A defensible refusal points to the particular data, the recipient, and the reason the agreed safeguards were insufficient, rather than a general worry about competition or a blanket label over an entire interface.

Under the Data Act, when a user directs sharing to a third party under Article 5, the confidentiality undertakings, access controls, and onward-disclosure limits should bind that recipient too, and Article 6 restricts the third party from using the data to build a competing connected product. Safeguards agreed for user access should carry through to the third-party path.

The agreement with the third party should state the permitted purpose, the confidentiality duties, and the onward-sharing limits in writing, so the protection does not stop at the first recipient.
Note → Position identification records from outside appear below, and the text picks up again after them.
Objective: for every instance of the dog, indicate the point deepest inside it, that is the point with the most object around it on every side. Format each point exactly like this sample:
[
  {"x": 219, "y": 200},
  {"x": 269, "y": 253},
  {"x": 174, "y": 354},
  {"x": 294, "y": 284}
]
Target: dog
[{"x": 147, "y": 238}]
Under the Data Act, technical and organisational measures must be necessary and proportionate, so the right safeguard is the least restrictive control that still protects the identified secret. A measure that blocks the whole access route, or is far broader than the risk, can itself breach the prohibition on hindering Data Act rights.

Matching a control to a named risk and a named field makes proportionality easier to defend than a blanket refusal, and it keeps the access right usable for the rest of the dataset.

Under the Data Act, trade-secret protection is a separate question from personal data protection, and the Regulation is without prejudice to the GDPR, so a confidentiality control that shields a secret does not remove the need for a valid legal basis where the same dataset includes personal data. Both analyses can apply to one export.

Run the two assessments in parallel: identify the secret elements and proportionate measures, and separately identify the personal data, the GDPR basis, and minimisation, keeping the records distinct so neither limit is over-applied.

Under the Data Act, a user or third party that disputes a withholding, suspension, or refusal can take the matter to a competent authority, use the dispute settlement procedure, or seek a judicial remedy, which is why the holder must give written reasons and notify the authority. The safeguard decision has to stand up to that review.

Because the recipient can challenge the decision, the holder should keep the identification list, the agreed measures, and the evidence together so the reasoning can be reconstructed if the decision is questioned.

Under the Data Act, the safeguard package should be reviewed whenever the protected data, the access path, the recipient, or the available controls change, because each can shift the proportionality balance. A new firmware build, a new export field, or a new third-party recipient can each move the risk picture.

Reviews should also be triggered by a confidentiality incident, a complaint, or a dispute settlement outcome, since each can change what counts as a necessary and proportionate measure for that data.